Table 3. QA performance of MQA dataset
Table 4. QA performance of WSP dataset

4.4 Case Study

This section will describe three examples as follows:

  1. (1)

    Question 1: “Who was vp for Richard Nixon?”

    This is a question with multi-hop relations.

    And the predicate sequence detector model can correctly identify its predicate sequence “\([government/us\_president/vice\_president]\)” in KG. And the core path is generated correctly. Because no constraint is identified, the two core paths are the query paths. Therefore, the two candidate answers (Gerald Ford, Spiro) on the core paths are selected as the final answer, and the result is correct.

  2. (2)

    Question 2: “Who did Samir Nasri play for before arsenal?”

    This is a question with multi-hop relations and the adverbial time constraints.
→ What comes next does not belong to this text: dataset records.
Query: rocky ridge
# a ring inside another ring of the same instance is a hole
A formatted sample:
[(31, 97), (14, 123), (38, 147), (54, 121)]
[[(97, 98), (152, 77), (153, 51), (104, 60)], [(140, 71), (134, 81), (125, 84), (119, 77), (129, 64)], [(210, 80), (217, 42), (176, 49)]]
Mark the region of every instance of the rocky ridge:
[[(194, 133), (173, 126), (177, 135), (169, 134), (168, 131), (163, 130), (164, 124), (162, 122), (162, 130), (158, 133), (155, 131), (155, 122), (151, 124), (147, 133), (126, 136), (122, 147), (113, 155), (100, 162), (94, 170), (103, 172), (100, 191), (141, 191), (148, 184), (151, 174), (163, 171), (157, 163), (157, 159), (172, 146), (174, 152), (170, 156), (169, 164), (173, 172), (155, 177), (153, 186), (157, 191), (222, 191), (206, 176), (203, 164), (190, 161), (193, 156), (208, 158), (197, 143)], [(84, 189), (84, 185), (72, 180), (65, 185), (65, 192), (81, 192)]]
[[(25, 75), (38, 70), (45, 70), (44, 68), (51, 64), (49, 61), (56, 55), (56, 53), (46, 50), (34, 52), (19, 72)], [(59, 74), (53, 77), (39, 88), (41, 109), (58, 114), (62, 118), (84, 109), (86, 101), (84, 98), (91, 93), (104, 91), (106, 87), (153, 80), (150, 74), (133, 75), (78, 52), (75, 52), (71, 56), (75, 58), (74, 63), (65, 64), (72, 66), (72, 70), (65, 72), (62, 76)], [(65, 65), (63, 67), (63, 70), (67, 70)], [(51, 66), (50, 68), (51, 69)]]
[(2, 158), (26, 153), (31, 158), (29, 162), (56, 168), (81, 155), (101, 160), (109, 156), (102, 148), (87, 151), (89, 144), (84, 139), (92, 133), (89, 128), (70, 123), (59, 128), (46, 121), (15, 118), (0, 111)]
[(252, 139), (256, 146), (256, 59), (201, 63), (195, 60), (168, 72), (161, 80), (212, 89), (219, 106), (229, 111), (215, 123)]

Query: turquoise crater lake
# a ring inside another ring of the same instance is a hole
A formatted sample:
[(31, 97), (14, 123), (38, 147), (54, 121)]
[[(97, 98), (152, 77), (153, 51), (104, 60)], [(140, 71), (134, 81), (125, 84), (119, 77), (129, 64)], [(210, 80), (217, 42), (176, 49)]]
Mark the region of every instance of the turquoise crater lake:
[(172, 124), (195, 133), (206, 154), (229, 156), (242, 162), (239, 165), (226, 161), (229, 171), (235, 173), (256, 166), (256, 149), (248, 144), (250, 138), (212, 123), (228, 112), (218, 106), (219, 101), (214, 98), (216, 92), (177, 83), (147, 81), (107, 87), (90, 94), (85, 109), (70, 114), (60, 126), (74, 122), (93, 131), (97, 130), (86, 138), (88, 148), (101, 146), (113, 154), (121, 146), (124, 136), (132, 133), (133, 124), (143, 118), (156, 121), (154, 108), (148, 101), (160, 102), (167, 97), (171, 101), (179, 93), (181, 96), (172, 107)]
And the predicate sequence detector model can identify its predicate sequence “\([/sports/pro\_athlete/teams, /sports/sports\_team\_roster/team]\)”. In addition to that four core paths are generated, whose candidate answers are “Arsenal F.C.”, “France national football team”, “Manchester City F.C.” and “Olympique de Marseille”. And moreover, it is identified that the question has the adverbial time constraint, and the constraint corresponding to the core paths: “\([/sports/sports\_team\_roster/from, /sports/sports\_team\_roster/to]\)". And the time “from 2008" and “to 2011" are determined by extending the core paths with time constraints. Then through the time indicator “before”, the time range is inferred to be before 2008, and the answer is “Olympique de Marseille”.

  3. (3)

    Question 3: “What jobs did John Adams have before he was president?"

    For this question, in the work [7], the author holds that their method can not find the query graph. In contrast, our model can find the core paths corresponding to this question. Although the constraint is misidentified in KG, four correct answers and one wrong answer are obtained.

5 Conclusion

This paper proposed a staged query path generation method for KGQA, especially for the complex questions with multi-hop relations and constraints. More specifically, our method mainly includes the predicate sequence detector training model and query path generation and answer selection model. Taking the predicate sequence of the question in KG as the breakthrough point, the question is associated with the predicate sequence and extended triplets in KG, rather than directly with the query graph. The process of QA is highly interpretable and it can accurately understand the intent of the question, greatly reduce the range of choices, and improve the efficiency of QA.

In this work, only 4 types of question constraints were studied. The next step will be to study the answers to the questions with comparative, superlative and aggregate constraints. And further explore how to accurately identify various constraints in natural language questions.